READING Prose FICTION (The Fiction of Time) Craig M-Th 8:30-9:20 13529

This course will provide an opportunity to consider the relationship between fiction and culture through an inquiry into narrative representations of time. For our purposes, “time” will be broadly construed. Our inquiry will take us through novels and short stories that engage time thematically as well as those that engage time through formal innovations. The issues we will consider include, but are not limited to the global standardization of clock-time; time-travel; concepts of “past”, “present”, and “future”; and “official” or “public” methods of marking time as opposed “private” ways of marking time. We will explore how time is both experienced and narrated by attending to each work’s historical context as well as the varied social positions that these texts represent along the lines of race, class, gender, and sexuality.

While this course is organized around “time,” our treatment of these texts fits within the larger project of practicing meaningful interpretation of literature both for enjoyment and for academic engagement. Although the course theme provides an organizational logic to this class, students’ interests and ideas will shape the how we read the course texts as the term develops; students will be encouraged to raise their own questions about the material throughout the quarter. Along the way, this class will provide strategies for close reading, interpreting literature, and writing in an academic context. Students will be expected to think critically about the course materials and to actively participate in class activities, including group work and class discussion. Group presentations may also be required.

This course fulfills the University of Washington’s W-requirement by requiring 10-12 pages of graded, out-of-class writing.

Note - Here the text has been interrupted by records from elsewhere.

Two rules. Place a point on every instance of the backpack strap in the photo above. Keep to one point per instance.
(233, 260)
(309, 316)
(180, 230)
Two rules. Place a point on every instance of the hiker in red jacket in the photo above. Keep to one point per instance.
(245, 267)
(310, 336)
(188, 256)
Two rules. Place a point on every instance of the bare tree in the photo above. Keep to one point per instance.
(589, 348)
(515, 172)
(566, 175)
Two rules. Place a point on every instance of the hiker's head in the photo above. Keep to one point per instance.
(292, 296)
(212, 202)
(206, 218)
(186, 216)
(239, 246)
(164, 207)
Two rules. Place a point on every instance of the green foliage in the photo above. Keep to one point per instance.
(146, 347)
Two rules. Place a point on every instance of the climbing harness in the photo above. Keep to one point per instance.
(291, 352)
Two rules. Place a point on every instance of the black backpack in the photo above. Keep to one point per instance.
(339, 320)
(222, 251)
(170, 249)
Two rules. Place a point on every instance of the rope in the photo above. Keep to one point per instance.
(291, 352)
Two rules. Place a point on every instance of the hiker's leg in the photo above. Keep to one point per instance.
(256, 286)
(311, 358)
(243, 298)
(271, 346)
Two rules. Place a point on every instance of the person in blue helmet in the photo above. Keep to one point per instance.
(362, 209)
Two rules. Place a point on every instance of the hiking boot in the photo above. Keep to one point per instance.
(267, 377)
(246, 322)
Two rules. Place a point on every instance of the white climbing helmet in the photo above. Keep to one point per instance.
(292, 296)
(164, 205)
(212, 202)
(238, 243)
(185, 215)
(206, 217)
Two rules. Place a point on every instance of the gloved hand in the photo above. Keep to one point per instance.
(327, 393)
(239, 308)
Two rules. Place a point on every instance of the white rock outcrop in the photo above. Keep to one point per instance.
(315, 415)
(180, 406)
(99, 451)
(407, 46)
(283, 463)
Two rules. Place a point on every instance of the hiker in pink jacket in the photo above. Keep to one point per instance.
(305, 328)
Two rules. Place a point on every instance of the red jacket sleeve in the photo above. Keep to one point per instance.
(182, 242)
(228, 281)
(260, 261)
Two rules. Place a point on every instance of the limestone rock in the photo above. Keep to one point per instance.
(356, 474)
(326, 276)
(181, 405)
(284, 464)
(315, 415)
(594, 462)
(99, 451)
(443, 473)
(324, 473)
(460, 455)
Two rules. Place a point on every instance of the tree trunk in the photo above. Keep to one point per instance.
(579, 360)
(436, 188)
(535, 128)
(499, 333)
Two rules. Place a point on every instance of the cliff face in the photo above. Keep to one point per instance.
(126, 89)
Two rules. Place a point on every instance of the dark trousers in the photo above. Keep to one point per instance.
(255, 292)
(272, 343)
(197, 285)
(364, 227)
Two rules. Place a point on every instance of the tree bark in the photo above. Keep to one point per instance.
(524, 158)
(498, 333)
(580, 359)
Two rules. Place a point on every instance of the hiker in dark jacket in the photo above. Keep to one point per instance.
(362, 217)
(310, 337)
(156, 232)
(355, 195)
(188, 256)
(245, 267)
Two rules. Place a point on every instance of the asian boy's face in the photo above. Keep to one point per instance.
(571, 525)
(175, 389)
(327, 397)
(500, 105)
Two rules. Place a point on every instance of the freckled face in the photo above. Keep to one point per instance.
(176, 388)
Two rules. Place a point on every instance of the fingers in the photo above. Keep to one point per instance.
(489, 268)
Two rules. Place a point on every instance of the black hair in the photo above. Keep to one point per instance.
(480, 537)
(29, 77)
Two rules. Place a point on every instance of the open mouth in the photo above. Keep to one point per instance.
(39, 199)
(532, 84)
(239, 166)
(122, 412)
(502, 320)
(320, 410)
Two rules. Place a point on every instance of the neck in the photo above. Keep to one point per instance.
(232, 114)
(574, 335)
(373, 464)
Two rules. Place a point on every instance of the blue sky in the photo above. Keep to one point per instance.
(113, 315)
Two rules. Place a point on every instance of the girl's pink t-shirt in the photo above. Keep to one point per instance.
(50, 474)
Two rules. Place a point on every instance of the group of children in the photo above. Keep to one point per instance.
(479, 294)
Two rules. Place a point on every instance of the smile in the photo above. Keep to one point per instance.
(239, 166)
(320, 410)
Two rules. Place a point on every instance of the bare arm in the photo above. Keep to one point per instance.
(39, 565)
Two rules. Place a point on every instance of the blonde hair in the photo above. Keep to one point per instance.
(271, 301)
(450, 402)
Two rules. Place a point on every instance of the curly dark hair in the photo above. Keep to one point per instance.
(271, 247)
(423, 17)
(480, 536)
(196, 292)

Our primary texts will likely include:
Joseph Conrad, The Secret Agent (1907)
Octavia Butler, Kindred (1979)
Fae Myenne Ng, Bone (1993)
David Mitchell, Cloud Atlas (2004)

A course pack, including short stories, excerpts from novels, and short selections of theory and literary criticism, will also be required.
Short fiction may include work by Margaret Atwood, Ray Bradbury, Kate Chopin, Ralph Ellison, Louise Erdrich, Ernest Hemingway, and Virginia Woolf among others.